Licata G
Istituto di Clinica Medica, Università degli Studi di Palermo.
Ann Ital Med Int. 2000 Jan-Mar;15(1):28-38.
Congestive heart failure is a growing public health problem and continues to be characterized by a poor prognosis. Its prevalence may be estimated at 0.4-2% of the general population with an incidence varying from 1-10% in elderly patients. This may be in part explained by the progressive aging of the population and the more effective therapeutic strategies for coronary heart disease and hypertension: since they increase the life-expectancy of patients, they favor the onset of this clinical syndrome at a more advanced age. The number of hospital admissions has also increased; mortality is 50% within 4 years of diagnosis, although patients with very severe cardiac decompensation die within 1 year. Despite the fact that with the use of the most advanced molecules created by pharmacological research (ACE inhibitors, beta-blockers, angiotensin-II-receptor antagonists) a significant reduction in morbidity and mortality as well as clear improvement of symptoms and quality of life have been obtained in diverse clinical trials, there is still no certain evidence that in the general population, mortality due to chronic heart disease has been reduced. In our opinion, several factors explain the gap between the favorable results of clinical trials and the lack of significant reduction in morbidity and mortality in clinical practice: A) the selection criteria utilized in clinical studies exclude, for the most part, patients present in general population; B) the average age of the patients included (60 years) is not representative of the overall population; C) patients with associated co-morbidity are generally excluded; D) the number of women enrolled in the trials is quite low; E) compliance is certainly better in the trials than in clinical practice; F) higher drug dosages are used in the trials than in clinical practice. To intervene in these areas and thus make the positive results obtained in the trials available to the general population is, in our opinion, the principal challenge of the future. For this task, the close collaboration and commitment of the internist, the geriatrist, the cardiologist and the family doctors is necessary so that the results reported in clinical trials may be translated into general medical practice.

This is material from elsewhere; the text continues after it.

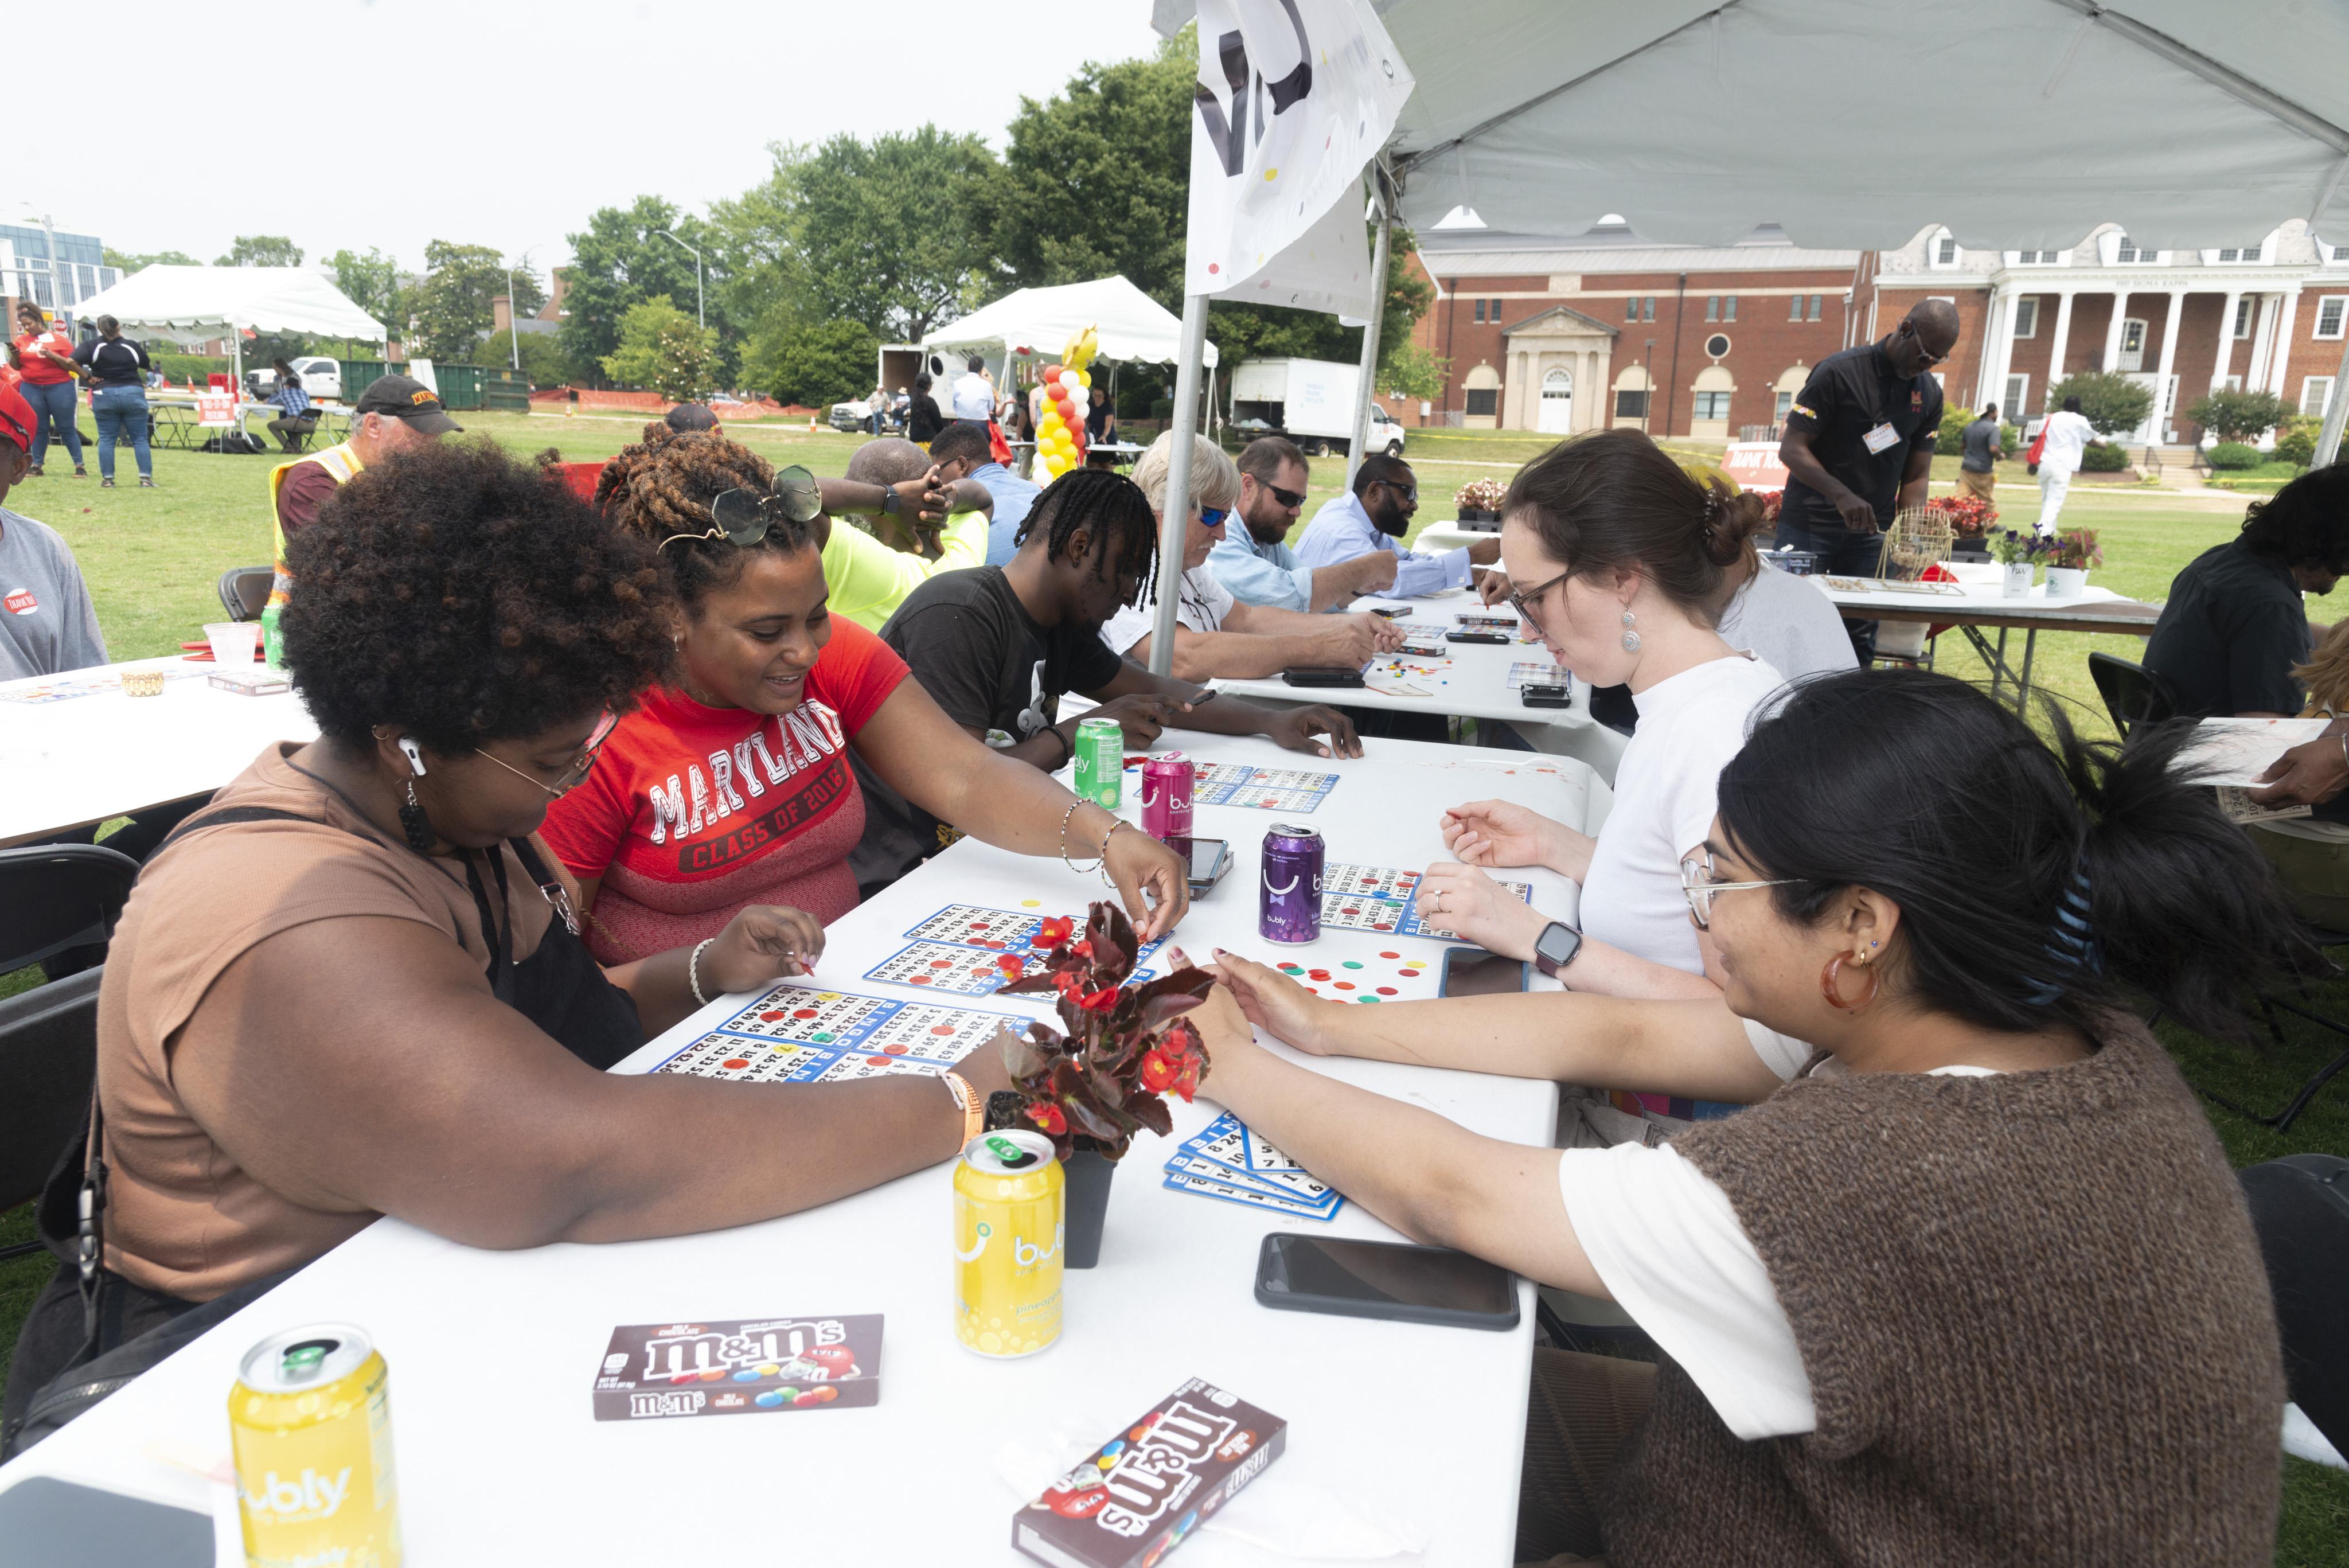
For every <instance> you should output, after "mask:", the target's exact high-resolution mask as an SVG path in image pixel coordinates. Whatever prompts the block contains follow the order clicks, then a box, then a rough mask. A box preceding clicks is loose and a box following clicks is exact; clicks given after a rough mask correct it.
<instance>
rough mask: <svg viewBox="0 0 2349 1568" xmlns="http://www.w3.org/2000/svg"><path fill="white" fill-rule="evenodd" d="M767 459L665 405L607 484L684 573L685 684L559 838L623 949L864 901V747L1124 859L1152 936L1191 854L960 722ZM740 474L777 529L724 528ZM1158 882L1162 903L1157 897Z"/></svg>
mask: <svg viewBox="0 0 2349 1568" xmlns="http://www.w3.org/2000/svg"><path fill="white" fill-rule="evenodd" d="M773 484H775V470H773V468H770V465H768V461H766V458H761V456H759V454H754V451H749V449H747V447H742V444H738V442H733V440H728V437H726V435H723V433H719V430H691V433H677V430H669V428H667V425H646V440H644V442H641V444H637V447H627V449H625V451H622V454H620V456H615V458H613V461H611V463H608V465H606V468H604V477H601V482H599V487H597V498H599V501H601V505H604V512H606V515H608V517H611V520H613V522H618V524H620V527H625V529H630V531H637V534H641V536H644V538H648V541H653V543H655V545H660V557H662V567H665V569H667V571H669V578H672V583H674V588H677V599H679V604H681V618H679V628H677V651H679V682H677V684H674V686H669V689H655V691H651V693H646V698H644V705H641V708H639V710H637V712H632V715H627V717H625V719H620V724H618V729H615V731H613V733H611V738H608V741H606V743H604V750H601V755H599V762H597V766H594V771H592V773H590V776H587V780H585V783H580V785H578V788H573V790H571V792H568V795H564V797H561V799H559V802H554V806H552V811H550V813H547V823H545V830H543V835H545V839H547V844H550V846H552V849H554V853H557V856H561V860H564V865H566V867H571V875H573V877H578V882H580V896H583V905H585V907H587V910H590V914H592V917H594V919H592V922H590V929H587V943H590V947H592V950H594V954H597V957H599V959H604V961H606V964H625V961H630V959H637V957H641V954H646V952H660V950H665V947H681V945H691V943H698V940H702V938H707V936H716V933H719V931H723V929H726V922H728V919H733V914H735V912H738V910H740V907H742V905H747V903H775V905H792V907H801V910H806V912H808V914H813V917H815V919H820V922H824V924H829V922H834V919H839V917H841V914H846V912H848V910H853V907H855V903H857V884H855V877H853V875H850V870H848V851H850V849H855V844H857V839H860V837H862V832H864V797H862V795H860V790H857V780H855V771H853V769H850V766H848V748H855V752H857V755H860V757H862V759H864V762H867V764H869V766H871V769H874V773H879V776H881V778H883V780H888V785H890V788H893V790H897V792H900V795H904V797H907V799H911V802H914V804H918V806H923V809H926V811H930V813H933V816H937V818H940V820H944V823H951V825H956V827H961V830H963V832H970V835H975V837H980V839H987V842H989V844H1001V846H1003V849H1015V851H1019V853H1031V856H1057V853H1066V856H1069V858H1076V860H1092V858H1097V856H1102V858H1106V870H1109V875H1111V877H1113V879H1116V886H1118V891H1120V896H1123V900H1125V905H1128V910H1130V912H1132V914H1135V924H1137V926H1139V929H1144V936H1153V933H1163V931H1170V929H1172V926H1174V922H1177V919H1182V914H1184V910H1186V907H1189V884H1186V865H1184V863H1182V858H1177V856H1174V851H1170V849H1167V846H1165V844H1158V842H1156V839H1149V837H1144V835H1142V832H1139V830H1132V827H1128V825H1125V823H1120V820H1118V818H1116V816H1113V813H1109V811H1104V809H1099V806H1092V804H1081V802H1078V797H1076V795H1071V792H1069V790H1064V788H1062V785H1059V783H1055V780H1052V776H1050V773H1041V771H1038V769H1034V766H1027V764H1022V762H1012V759H1008V757H1001V755H996V752H994V750H989V748H987V745H984V743H980V741H977V738H975V736H970V733H968V731H963V729H961V726H958V724H954V722H951V719H949V717H947V715H944V712H942V710H940V708H937V703H935V701H930V693H926V691H923V689H921V684H918V682H914V679H907V675H909V672H907V668H904V661H902V658H897V654H895V651H893V649H890V646H888V644H883V642H881V639H879V637H874V635H871V632H867V630H864V628H860V625H855V623H850V621H846V618H834V616H832V614H827V609H824V597H827V588H824V569H822V541H824V538H827V536H829V527H832V520H829V517H824V515H817V517H815V520H813V522H792V520H789V515H787V510H785V498H782V496H773ZM723 491H749V496H754V498H766V501H763V508H761V515H763V520H766V536H763V538H759V541H756V543H749V545H735V543H731V541H728V538H726V534H723V531H721V529H716V524H714V520H712V503H714V501H716V496H719V494H723ZM1144 889H1149V891H1151V896H1153V898H1156V907H1149V905H1144V898H1142V891H1144Z"/></svg>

充血性心力衰竭是一个日益严重的公共卫生问题,其预后仍然很差。据估计,其在普通人群中的患病率为0.4%-2%,在老年患者中的发病率为1%-10%。这在一定程度上可能是由于人口老龄化以及冠心病和高血压治疗策略的有效性提高:由于这些因素延长了患者的预期寿命,从而增加了该临床综合征在更高年龄阶段发病的几率。住院人数也有所增加;诊断后4年内的死亡率为50%,尽管心脏严重失代偿的患者在1年内死亡。尽管通过使用药理学研究开发的最先进药物(血管紧张素转换酶抑制剂、β受体阻滞剂、血管紧张素II受体拮抗剂),在各种临床试验中已实现发病率和死亡率的显著降低以及症状和生活质量的明显改善,但仍没有确凿证据表明普通人群中慢性心脏病导致的死亡率有所下降。我们认为,有几个因素可以解释临床试验的良好结果与临床实践中发病率和死亡率未显著降低之间的差距:A)临床研究中使用的选择标准在很大程度上排除了普通人群中的患者;B)纳入患者的平均年龄(60岁)不代表总体人群;C)通常排除有合并症的患者;D)试验中纳入的女性数量相当少;E)试验中的依从性肯定比临床实践中更好;F)试验中使用的药物剂量高于临床实践。我们认为,干预这些领域并将试验中取得的积极成果应用于普通人群是未来的主要挑战。要完成这项任务,内科医生、老年病医生、心脏病专家和家庭医生的密切合作与投入是必要的,以便将临床试验中报告的结果转化为普通医疗实践。